疲弊した表情で笑う彼女は、縋るように手を伸ばした。人を焼き殺すための焔を作り出す指先は、まるで淑女の如く白く、美しかった。どこか甘えたがる声に平生では突き放す所作をとるエドワードであったが、この時ばかりはされるままに、そっと、両手がエドワードの両頬を包むのを甘受した。それが、彼女にとっては何よりも喜ばしいことであったのだろう、撥ね退けない手に驚いた顔を見せたものの、すぐに破顔し、うっとりと彼女はエドワードを見つめた。
わらっておくれ、鋼の、
重ねて言われるも、エドワードは一切の表情を浮かべないまま、強いて言えば無理やりに無表情を作って、彼女の一挙一動、一字一句を注視した。こまったな、と眉尻を下げて苦笑して見せても、エドワードは、頑なに隠された彼女の真意を探り続ける。
ぺたぺたと飽くことなく頬に触れる彼女の指先は、酷く冷たい。まるで氷水に何時間と浸したようで、蝉の煩く鳴く季節には似つかわしくなかった。汗でべたついたエドワードの頬に与えられる冷たさは心地よかったが、ともすれば触れたところからエドワード自身を凍りつかせてしまうほどの威力をもった彼女の冷たさには、他者では些か恐怖するものがあった。じっとりと汗を纏わりつかせるエドワードとは対照的に、彼女はどこまでも涼しげであった。

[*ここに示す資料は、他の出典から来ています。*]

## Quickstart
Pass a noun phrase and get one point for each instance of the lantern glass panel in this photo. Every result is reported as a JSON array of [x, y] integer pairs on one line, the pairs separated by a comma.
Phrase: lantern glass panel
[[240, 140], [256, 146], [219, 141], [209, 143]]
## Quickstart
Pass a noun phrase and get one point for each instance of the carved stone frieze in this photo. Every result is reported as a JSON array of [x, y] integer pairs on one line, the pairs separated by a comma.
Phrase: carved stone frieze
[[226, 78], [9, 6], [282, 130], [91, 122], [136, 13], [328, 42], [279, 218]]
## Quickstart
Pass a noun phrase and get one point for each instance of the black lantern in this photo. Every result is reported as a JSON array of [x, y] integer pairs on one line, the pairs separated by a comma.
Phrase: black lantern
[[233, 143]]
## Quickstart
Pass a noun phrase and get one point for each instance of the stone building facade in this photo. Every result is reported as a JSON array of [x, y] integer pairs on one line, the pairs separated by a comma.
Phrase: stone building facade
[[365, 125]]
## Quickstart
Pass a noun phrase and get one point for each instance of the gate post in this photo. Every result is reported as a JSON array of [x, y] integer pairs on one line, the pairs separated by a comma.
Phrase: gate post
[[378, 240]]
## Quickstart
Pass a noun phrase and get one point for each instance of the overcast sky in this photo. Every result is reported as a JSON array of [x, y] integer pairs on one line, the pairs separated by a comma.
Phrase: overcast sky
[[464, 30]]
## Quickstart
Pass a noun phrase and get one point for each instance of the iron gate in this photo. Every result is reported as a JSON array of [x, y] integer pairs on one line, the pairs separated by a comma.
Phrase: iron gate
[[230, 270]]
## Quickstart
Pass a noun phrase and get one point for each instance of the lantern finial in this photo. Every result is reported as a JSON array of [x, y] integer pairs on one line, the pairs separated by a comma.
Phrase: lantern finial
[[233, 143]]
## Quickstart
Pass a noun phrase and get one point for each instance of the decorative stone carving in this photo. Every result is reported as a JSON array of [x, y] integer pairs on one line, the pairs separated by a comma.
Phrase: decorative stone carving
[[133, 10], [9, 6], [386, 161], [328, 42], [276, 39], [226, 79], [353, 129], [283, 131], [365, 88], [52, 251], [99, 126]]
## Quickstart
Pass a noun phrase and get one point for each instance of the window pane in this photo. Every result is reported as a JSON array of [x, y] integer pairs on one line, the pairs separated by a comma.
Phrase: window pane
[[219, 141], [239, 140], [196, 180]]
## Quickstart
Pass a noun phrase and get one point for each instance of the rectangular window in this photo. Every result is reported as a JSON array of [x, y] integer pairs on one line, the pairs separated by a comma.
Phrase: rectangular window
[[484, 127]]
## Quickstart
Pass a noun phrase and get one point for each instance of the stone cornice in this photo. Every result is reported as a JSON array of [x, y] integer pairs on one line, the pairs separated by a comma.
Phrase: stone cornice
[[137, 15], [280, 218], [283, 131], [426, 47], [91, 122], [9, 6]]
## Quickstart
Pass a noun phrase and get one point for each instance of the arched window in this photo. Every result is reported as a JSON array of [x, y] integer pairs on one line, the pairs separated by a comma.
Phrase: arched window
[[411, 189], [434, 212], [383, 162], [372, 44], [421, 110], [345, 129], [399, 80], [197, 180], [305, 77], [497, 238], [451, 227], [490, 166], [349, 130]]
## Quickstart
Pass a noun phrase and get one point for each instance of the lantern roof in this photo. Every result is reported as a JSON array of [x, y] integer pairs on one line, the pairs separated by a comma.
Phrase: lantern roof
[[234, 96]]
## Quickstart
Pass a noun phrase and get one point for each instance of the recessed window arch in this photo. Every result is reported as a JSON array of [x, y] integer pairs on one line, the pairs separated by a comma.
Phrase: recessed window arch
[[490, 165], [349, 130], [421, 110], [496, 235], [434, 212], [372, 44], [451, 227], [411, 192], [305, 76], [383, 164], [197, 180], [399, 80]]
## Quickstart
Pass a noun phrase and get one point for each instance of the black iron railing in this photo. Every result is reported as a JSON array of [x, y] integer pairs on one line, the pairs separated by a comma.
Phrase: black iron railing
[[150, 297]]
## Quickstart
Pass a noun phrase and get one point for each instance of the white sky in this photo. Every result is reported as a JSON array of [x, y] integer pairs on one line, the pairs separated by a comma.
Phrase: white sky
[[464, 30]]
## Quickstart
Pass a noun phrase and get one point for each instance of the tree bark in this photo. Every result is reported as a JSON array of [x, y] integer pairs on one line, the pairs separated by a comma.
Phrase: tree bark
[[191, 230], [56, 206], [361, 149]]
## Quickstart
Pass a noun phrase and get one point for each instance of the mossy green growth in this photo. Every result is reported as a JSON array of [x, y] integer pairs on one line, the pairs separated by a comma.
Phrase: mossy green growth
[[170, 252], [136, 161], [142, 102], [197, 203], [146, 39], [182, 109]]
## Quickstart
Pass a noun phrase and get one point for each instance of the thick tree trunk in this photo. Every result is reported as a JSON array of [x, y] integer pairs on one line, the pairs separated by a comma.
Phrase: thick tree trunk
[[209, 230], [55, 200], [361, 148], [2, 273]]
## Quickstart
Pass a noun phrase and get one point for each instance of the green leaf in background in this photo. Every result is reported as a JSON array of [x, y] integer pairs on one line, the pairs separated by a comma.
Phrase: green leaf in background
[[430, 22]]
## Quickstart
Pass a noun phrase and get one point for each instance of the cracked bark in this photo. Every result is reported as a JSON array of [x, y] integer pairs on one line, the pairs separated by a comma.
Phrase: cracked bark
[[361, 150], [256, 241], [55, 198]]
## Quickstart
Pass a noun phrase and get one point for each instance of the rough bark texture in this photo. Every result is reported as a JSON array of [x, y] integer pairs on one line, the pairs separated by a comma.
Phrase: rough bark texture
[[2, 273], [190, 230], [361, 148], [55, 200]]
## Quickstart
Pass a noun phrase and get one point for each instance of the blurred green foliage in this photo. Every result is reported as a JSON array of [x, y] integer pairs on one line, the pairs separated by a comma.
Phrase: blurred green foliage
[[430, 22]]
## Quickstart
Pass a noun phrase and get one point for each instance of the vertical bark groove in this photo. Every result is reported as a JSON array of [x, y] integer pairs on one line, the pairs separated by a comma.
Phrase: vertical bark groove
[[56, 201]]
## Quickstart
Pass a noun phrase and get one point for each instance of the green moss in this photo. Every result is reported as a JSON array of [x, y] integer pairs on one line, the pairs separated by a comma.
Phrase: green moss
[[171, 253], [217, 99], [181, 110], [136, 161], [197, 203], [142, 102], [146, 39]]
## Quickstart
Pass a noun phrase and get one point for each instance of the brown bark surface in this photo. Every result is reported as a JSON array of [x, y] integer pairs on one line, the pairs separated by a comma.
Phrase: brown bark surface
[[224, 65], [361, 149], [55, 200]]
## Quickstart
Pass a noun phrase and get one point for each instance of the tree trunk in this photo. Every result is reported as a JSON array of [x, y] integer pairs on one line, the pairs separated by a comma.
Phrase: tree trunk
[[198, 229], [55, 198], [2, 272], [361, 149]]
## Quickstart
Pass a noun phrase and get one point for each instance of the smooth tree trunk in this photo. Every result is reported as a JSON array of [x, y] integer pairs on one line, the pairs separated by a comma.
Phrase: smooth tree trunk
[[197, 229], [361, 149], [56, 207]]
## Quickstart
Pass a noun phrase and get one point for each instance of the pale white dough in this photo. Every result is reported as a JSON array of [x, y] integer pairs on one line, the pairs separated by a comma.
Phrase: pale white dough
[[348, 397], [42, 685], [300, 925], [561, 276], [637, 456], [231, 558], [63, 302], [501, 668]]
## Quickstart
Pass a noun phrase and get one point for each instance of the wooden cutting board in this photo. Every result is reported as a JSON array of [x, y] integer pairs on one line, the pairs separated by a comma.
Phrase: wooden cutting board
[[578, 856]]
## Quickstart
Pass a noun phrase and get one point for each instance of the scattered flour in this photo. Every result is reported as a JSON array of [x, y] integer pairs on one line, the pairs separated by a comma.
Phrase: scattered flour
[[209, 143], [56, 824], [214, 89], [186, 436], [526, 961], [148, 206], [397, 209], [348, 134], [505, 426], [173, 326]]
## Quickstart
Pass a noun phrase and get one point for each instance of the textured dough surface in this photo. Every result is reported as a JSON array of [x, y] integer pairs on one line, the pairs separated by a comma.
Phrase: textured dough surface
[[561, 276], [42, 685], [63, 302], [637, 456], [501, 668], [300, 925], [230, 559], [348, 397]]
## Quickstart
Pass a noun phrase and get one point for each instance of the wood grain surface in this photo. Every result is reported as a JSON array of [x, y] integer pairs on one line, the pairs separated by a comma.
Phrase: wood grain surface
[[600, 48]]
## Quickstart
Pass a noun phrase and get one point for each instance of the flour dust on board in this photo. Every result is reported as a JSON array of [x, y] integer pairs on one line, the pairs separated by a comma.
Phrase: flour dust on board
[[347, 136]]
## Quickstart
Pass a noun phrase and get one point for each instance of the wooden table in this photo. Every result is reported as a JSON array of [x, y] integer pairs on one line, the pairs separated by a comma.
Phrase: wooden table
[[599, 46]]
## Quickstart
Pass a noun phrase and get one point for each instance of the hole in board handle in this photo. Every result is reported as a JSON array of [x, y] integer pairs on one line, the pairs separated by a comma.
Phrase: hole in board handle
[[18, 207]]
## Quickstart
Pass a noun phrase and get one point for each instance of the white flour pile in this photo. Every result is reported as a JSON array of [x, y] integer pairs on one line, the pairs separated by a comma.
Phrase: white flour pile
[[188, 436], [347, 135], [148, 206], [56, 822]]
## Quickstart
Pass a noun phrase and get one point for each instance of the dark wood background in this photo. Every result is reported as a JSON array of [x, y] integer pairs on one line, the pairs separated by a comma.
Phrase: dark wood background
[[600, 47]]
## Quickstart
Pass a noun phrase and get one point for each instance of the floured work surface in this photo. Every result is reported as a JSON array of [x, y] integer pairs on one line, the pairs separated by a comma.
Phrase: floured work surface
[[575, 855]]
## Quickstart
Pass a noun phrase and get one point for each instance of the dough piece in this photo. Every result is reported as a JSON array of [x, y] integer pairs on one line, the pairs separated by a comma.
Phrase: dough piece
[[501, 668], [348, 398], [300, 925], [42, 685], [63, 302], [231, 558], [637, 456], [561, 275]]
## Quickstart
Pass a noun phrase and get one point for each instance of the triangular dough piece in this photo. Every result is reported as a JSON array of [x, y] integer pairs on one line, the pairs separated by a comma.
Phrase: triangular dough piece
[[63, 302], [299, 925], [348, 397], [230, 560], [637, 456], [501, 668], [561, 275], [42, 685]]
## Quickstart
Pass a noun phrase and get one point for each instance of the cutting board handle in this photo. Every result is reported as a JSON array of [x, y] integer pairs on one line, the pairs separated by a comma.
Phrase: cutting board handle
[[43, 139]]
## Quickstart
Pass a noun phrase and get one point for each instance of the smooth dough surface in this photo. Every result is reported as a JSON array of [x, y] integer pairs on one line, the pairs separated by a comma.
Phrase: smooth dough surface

なんだか憎たらしい、とエドワードは口を噤んで愛玩動物を撫でまわすごとく頬を撫でる彼女をじっと睨む。彼女は答えない。エドワード越しに遠くを見つめ何事か思案する彼女には、触れる熱だけが唯一だった。故意ではないと判っていても、腑に落ちないところがあるエドワードは彼女の両手を引っぺがし、指先にがじりと歯を立てた。大きく肩が跳ねて視線がエドワードに向けられる。漆黒の双瞼が指先を食む青年の瞳とかち合った。意識と思考を引き戻され、彼女は曖昧に笑みを作る。エドワードにとっては見たくない、嫌いな類のものだった。
蔑んでくれ、嘲笑してくれ、
その願いを聞かされるたびに、エドワードは絶望する。
ふかく、そこのない絶望だ。
彼女が希うのは自分だけだという事実は救いにはならない。むしろ、より強く、エドワードを底へ底へと沈ませるだけだ。
それでも、
無意識に犬歯に力を込めると、咥内に広がる錆びの味が濃度を増した。どこか甘い、命の一欠片。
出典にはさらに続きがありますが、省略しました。